Depois da cheia que ocorreu em Porto Alegre em novembro de 2023 – uma das três emergências climáticas que atingiram o Rio Grande do Sul nos últimos oito meses –, a prefeitura foi avisada pelo Departamento Municipal de Água e Esgotos (DMAE) sobre problemas em quatro estações de bombeamento de águas pluviais (EBAPs), informa a Matinal. Engenheiros do órgão reforçaram a “necessidade urgente” de manutenção, mostram documentos acessados pelo deputado estadual Matheus Gomes (PSOL) e pelo jornalista Lennon Haas.

Melo classificou as denúncias como “narrativa mentirosa”, relata a Matinal. Culpou a concepção do sistema de proteção. Minimizou o papel das estações, mas, no pior momento da crise, apenas quatro das 23 casas de bombas estavam operando, e até a noite de 3ª feira (21/5) 13 delas continuavam inativas, segundo o GZH. Para completar o factóide, ele atribuiu a inundação às chuvas extremas.

Entretanto, não foi apenas em novembro passado que técnicos apontaram problemas no mecanismo de proteção de Porto Alegre. De acordo com o Meteored, a ineficácia do sistema contra cheias já era apontada no Plano Municipal de Saneamento de 2015 – quando Sebastião Melo era vice-prefeito da cidade, na gestão de José Fortunati (2013 a 2016).

O documento destacou a falta de capacidade hidráulica instalada e o estado precário das instalações e dos sistemas mecânicos e elétricos.
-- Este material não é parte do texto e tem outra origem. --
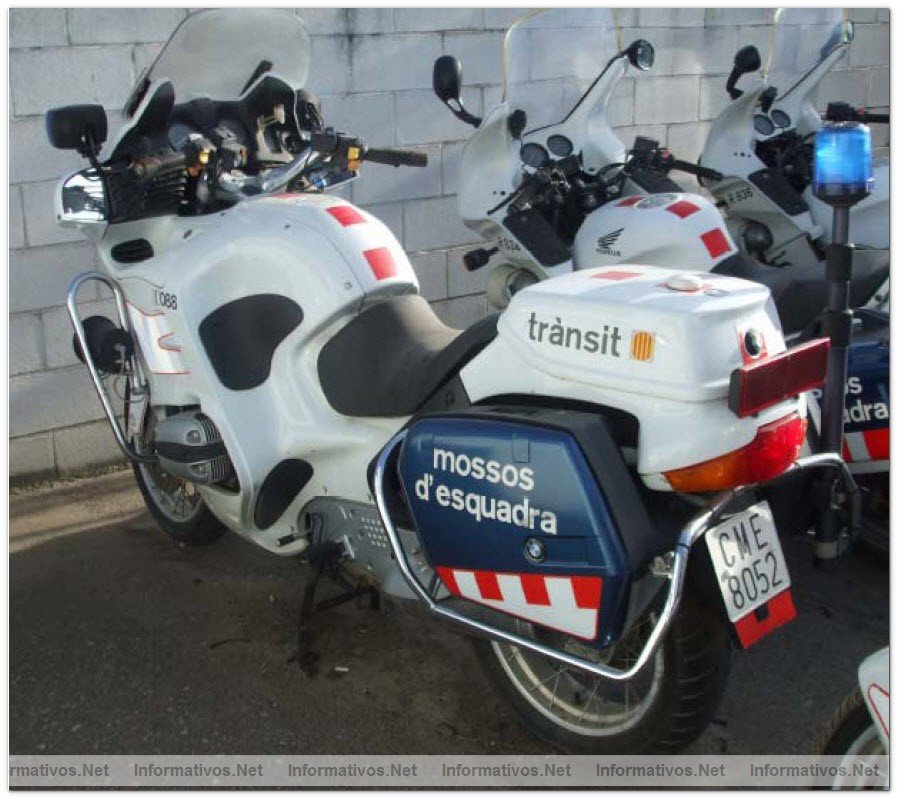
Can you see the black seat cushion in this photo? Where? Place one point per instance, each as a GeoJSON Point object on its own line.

Além disso, apontou que algumas casas de bombas atuavam em níveis operacionais abaixo dos 50%.

Um corte necessário: foi em 2016 que a Bombas Sinos se tornou responsável pelos dois maiores contratos de manutenção do sistema anticheias de Porto Alegre. Juntos, os contratos superam R$ 6 milhões, e um segue em vigor. Um de seus sócios é o engenheiro Thierri Moraes, que trabalhou no DMAE entre 2017 e outubro de 2020 fiscalizando os contratos justamente da Bombas Sinos, revela o Intercept.

Voltando aos avisos, um novo alerta à Prefeitura foi dado em 2018, em um parecer técnico elaborado por funcionários municipais, destaca a Folha. Na época, o prefeito era Nelson Marchezan Júnior (PSDB), que em 2021 foi sucedido por Melo.

Na noite de terça-feira, o Guaíba ficou abaixo dos quatro metros pela primeira vez em 19 dias, informa o g1, ainda acima de sua cota de inundação, de três metros. Pelas projeções de especialistas da UFRGS, o nível do Guaíba só deve ficar abaixo dos três metros no início de junho. Isso porque mais chuva está a caminho do Rio Grande do Sul nos próximos dias, informa o MetSul, o que deve diminuir o ritmo de baixa não apenas do Guaíba como da lagoa dos Patos.

<><> Em tempo

O acordo pro bono com a consultoria Alvarez & Marsal indica que a prefeitura de Porto Alegre é incapaz de lidar com a atual crise, avalia André Moreira Cunha, vice-diretor da Faculdade de Ciências Econômicas da UFRGS. Em entrevista à Matinal, o professor se mostrou preocupado com a rapidez com que a empresa “se colocou no centro decisório” da atual crise. “Teríamos de estar pensando, planejando e agindo para criar maior resiliência climática na cidade. Não me parece que esta consultoria tenha competências técnicas para isso. Ela começará seu trabalho sem ônus para a cidade, mas findo o prazo da ‘amostra grátis’ virá o custo efetivo a ser pago. Este, talvez, seja o menor dos problemas, diante do custo real de negligenciar o risco climático ao se manter o modelo atual de urbanização”, destacou.